Saturday, December 20, 2008

Bald As I Wanna Be Why we still won’t let our hair down when it comes to bald women

BY Lisa Whittington-Hill
Photography by David Appleby

When V for Vendetta was released, the film generated some controversy. Can a terrorist really be a hero? Can thoughtful political commentary on life in a post 9-11, Orwellian state really sell at the box office or would moviegoers rather see Rumor Has It? Most importantly, did you hear A-list actress Natalie Portman shaved her head for the movie?

For some reason Portman’s bad hair day was all the media could talk about. She did countless interviews promoting the film and the questions inevitably returned to her hair. Did she know she was going to have to cut it when she took the role? Will it ever grow back? She likes being bald? Really?

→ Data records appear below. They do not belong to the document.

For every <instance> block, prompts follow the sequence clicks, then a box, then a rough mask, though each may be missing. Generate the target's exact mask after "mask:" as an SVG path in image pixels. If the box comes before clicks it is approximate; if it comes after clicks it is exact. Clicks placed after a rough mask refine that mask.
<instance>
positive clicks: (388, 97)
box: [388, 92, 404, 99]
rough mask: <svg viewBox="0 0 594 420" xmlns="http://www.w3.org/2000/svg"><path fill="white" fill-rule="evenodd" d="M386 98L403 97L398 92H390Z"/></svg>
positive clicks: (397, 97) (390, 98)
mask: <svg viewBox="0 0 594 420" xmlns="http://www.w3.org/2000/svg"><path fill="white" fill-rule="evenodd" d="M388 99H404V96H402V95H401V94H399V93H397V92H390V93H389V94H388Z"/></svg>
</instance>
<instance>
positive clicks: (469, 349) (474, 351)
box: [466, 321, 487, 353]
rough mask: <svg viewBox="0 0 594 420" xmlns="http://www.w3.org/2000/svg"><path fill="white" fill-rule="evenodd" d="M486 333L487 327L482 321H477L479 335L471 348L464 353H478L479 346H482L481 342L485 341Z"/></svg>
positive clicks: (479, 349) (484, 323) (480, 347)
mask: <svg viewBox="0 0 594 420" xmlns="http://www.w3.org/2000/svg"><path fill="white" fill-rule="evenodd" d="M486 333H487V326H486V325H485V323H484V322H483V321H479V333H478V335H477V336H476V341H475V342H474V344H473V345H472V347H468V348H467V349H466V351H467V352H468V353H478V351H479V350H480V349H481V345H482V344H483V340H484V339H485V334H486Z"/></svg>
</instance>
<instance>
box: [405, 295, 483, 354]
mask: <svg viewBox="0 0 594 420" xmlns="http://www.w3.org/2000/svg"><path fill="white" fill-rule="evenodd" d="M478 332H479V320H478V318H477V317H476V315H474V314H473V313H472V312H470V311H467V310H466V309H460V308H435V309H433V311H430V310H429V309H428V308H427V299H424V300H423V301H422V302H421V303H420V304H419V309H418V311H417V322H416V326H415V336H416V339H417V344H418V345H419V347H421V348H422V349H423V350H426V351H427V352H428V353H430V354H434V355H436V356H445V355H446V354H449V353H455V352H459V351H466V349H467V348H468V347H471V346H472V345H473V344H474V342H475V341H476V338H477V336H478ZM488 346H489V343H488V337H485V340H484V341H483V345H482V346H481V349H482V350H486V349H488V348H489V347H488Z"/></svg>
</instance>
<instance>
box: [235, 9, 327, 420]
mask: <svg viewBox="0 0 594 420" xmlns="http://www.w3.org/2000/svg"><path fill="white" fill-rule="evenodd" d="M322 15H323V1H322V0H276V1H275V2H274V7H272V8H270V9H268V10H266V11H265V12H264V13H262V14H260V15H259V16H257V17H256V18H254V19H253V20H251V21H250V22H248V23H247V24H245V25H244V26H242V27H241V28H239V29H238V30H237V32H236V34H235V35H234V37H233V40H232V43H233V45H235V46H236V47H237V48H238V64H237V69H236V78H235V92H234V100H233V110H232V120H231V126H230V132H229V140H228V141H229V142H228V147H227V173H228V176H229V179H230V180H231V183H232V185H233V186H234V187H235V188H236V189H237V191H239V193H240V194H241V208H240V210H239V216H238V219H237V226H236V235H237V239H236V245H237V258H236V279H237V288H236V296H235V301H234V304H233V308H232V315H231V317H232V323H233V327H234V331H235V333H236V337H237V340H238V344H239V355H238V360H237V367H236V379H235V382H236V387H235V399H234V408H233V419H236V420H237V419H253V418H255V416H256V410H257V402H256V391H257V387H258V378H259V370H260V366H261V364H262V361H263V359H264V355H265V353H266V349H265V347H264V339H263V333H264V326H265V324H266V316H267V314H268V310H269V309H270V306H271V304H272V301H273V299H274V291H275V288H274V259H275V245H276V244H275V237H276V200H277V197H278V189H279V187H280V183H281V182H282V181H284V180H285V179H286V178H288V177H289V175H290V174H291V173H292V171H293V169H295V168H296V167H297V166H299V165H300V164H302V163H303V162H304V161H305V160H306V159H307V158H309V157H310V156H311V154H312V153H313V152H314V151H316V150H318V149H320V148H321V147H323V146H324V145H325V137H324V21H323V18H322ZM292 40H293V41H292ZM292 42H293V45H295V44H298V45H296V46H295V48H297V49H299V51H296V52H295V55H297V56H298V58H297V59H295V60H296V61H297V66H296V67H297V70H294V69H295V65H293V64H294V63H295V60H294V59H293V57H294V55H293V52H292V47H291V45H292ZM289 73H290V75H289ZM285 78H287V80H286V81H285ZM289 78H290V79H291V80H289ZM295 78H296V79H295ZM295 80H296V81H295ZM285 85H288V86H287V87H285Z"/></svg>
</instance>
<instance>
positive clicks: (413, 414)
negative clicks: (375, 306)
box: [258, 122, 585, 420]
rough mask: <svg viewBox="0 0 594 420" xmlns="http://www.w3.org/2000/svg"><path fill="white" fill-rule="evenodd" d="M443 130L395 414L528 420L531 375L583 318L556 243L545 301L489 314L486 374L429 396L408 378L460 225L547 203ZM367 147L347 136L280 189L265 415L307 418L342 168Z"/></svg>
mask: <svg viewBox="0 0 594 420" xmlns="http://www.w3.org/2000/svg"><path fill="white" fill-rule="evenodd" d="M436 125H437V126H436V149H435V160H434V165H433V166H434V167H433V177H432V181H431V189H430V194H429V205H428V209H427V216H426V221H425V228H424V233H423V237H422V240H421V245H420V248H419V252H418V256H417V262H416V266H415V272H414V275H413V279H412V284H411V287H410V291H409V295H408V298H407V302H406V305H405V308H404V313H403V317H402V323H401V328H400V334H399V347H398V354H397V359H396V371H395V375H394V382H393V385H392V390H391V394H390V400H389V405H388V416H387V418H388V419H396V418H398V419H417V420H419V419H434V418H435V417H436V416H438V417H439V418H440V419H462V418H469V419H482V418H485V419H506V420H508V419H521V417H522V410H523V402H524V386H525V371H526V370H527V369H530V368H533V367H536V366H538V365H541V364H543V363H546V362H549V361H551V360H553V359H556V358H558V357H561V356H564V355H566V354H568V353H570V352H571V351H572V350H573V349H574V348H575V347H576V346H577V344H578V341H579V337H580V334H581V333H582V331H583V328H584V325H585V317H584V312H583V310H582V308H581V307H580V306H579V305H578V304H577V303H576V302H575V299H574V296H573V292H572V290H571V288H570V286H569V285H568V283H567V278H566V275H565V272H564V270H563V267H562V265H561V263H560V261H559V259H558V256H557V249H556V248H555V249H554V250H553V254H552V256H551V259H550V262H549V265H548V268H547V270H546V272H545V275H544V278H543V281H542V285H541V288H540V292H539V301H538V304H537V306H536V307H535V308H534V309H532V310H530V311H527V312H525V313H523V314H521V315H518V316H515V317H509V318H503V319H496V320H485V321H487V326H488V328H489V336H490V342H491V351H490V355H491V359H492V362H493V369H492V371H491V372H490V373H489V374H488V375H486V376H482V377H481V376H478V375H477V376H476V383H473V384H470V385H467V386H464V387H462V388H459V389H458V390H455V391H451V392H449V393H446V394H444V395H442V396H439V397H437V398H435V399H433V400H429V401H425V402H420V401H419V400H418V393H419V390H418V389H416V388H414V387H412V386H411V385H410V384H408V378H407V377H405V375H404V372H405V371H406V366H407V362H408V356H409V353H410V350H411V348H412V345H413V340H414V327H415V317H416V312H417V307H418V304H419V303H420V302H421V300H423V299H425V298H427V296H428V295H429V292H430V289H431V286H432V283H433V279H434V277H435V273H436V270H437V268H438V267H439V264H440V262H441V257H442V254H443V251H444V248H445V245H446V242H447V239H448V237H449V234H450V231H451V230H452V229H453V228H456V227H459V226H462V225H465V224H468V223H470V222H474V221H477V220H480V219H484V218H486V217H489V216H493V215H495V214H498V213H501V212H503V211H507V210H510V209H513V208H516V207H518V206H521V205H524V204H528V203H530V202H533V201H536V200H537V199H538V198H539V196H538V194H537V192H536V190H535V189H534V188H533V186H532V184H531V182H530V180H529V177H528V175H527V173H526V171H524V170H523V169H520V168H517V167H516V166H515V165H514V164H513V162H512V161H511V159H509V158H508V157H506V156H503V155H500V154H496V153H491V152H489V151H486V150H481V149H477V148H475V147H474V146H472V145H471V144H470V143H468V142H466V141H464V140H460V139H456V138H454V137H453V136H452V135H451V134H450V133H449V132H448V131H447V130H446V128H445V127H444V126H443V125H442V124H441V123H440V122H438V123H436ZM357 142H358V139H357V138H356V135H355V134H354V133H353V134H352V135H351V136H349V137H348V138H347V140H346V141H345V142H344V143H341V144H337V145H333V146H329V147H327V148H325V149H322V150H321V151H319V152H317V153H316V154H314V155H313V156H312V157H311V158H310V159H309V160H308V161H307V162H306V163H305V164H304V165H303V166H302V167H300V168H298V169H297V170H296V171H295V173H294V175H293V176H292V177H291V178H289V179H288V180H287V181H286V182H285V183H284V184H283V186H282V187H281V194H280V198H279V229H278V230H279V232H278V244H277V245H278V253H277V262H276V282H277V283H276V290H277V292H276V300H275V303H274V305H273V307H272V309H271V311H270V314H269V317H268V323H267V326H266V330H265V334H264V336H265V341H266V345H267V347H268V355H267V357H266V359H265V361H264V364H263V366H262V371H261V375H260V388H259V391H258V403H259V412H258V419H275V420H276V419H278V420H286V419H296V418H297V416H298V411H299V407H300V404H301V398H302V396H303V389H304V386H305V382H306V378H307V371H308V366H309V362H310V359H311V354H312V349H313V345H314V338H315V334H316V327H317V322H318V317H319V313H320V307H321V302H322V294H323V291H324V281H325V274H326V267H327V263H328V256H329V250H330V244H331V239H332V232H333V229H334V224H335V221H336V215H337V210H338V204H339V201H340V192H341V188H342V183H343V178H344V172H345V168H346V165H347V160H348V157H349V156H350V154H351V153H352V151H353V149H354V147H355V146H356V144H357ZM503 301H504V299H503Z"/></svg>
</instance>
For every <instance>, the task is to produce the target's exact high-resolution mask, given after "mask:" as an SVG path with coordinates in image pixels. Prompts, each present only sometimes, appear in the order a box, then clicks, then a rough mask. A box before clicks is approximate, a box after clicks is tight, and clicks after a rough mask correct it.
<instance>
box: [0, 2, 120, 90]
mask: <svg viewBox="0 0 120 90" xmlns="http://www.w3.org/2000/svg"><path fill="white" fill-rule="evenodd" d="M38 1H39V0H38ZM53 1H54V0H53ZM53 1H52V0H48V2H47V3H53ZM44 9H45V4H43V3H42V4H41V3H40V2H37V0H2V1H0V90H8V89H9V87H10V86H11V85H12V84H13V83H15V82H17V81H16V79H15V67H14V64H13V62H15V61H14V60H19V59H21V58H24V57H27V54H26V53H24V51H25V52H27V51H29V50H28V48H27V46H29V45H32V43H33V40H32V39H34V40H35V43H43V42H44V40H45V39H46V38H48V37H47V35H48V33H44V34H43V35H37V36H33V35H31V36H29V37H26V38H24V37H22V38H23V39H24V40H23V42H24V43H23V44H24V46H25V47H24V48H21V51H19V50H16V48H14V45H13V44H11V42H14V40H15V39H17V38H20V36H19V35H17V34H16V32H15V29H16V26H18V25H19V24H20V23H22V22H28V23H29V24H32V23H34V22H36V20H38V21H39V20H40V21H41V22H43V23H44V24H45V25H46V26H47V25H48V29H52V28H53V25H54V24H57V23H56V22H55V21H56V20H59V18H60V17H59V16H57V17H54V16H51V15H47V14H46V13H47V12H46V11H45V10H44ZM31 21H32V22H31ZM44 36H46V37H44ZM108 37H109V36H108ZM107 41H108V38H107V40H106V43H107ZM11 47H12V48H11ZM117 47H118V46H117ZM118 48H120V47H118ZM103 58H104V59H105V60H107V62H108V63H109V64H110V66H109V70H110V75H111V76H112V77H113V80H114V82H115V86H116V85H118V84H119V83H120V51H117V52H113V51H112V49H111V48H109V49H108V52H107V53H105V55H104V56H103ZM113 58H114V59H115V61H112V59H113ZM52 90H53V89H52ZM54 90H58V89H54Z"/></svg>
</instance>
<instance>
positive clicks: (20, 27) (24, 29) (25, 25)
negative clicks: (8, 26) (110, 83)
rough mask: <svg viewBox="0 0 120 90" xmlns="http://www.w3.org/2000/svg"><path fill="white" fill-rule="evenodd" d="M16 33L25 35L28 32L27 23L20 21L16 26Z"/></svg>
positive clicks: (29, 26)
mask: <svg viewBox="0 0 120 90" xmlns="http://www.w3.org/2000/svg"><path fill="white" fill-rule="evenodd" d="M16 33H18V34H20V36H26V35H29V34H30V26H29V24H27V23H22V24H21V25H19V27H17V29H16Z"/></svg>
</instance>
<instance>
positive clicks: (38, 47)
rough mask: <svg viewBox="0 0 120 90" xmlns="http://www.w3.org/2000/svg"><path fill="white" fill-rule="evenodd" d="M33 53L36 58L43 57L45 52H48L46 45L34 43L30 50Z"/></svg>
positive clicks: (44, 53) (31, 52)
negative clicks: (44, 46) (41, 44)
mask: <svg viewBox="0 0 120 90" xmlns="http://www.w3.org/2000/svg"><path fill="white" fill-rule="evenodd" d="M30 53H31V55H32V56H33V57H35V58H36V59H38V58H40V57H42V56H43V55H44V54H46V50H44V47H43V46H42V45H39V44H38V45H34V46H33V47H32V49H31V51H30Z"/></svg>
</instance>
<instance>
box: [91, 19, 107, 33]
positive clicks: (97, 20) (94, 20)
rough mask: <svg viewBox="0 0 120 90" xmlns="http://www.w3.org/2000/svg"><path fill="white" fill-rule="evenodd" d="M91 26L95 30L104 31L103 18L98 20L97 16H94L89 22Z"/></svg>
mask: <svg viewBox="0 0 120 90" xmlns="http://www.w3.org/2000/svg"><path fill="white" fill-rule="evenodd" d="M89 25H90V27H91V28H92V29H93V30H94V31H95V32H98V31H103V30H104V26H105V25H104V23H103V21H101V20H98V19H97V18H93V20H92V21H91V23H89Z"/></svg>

Unfortunately, the sight of a woman’s bare scalp still makes society’s hair stand on end. Despite how far we’ve come, beauty and sexuality remain tied to a woman’s hair. “Some people will think I’m a neo-Nazi or that I have cancer or I’m a lesbian,” Portman said post V haircut. Why when we see a bald woman do we assume she’s a lesbian, radical feminist, political extremist or understudy for the role of Lieutenant Ilia in Star Trek?

Like me, Portman doesn’t seem to get the big bald deal. She’s quoted as saying she “was excited to have the opportunity to throw vanity away for a little while and go around with no hair.” She admits she even wanted to, gasp, keep her bald ’do.

Portman is not the first actress to shed her locks for a role. Demi Moore shaved her head for G.I. Jane and moviegoers, in addition to longing for a return to her Striptease days, reacted with the same shock and horror. And like actress Sigourney Weaver (who went bald for Alien 3), Moore doesn’t mind losing her femininity, but it comes with a big price tag. In 2004 it was rumored Moore would shave her head again, but only if $1 million be donated to a charity for women with cancer and the haircut happen at a time convenient for the actress (sorry Ashton, you’ve been punked—your wife has no hair!).

Not to be left out of the bald craze, a recent episode of America’s Next Top Model (don’t be judgin’) had the would-be cover girls get bald for a photo shoot (using skull caps of course). Host Tyra Banks reminded the girls that without their hair they would have to rely on their other facial features to carry their beauty. Eyes and nose, it’s all up to you now! Work it! The results were horrible, if only because the girls have been conditioned to equate beauty with hair and looked lost and incapable of posing without their weaves.

In some cultures bald women signify mourning. During slavery in the US and in the prison camps of Nazi Germany, a woman’s hair was shaved as punishment. Stripped of her hair, she was stripped of her dignity. In the heady days of the women’s liberation movement in the 1970s, short hair became the norm for women wanting to challenge traditional notions of femininity and smash the state with a set of scissors. Nowadays, we like our women hairless, just not above the neck.

We describe Captain Picard and Bruce Willis as sexy while anti-Rapunzels are described as rebellious, tough and liberated. Not bad adjectives at all, but sexy rarely enters the equation. If beauty does, it’s often proceeded by the word “unconventional.”

And rather than wearing their politics on their sleeves, bald women are seen to be wearing them on their, well, heads. Sinéad O’Connor’s baldness is regularly mentioned in the same sentence and deemed as subversive as her political lyrics and that time she ripped up a picture of the Pope on national TV and urged viewers to “fight the real enemy.”

Years ago, while in university I shaved my head. At a wedding about a month later, a guest asked what I wanted to be when I graduated. She wasn’t content with my answer of “out of debt,” so I said I wanted to be a journalist. “The world needs more political writers,” she replied. I told her I was more interested in writing about music than politics. (I didn’t know yet that “everything is political.”) “Oh, I just assumed with your haircut you were, you know, ‘political.’” After a few more trips to the open bar I complained to my date about her comments. “Don’t worry,” he said, “it’s cool. Until you shaved your head, I never realized you had really nice eyes.”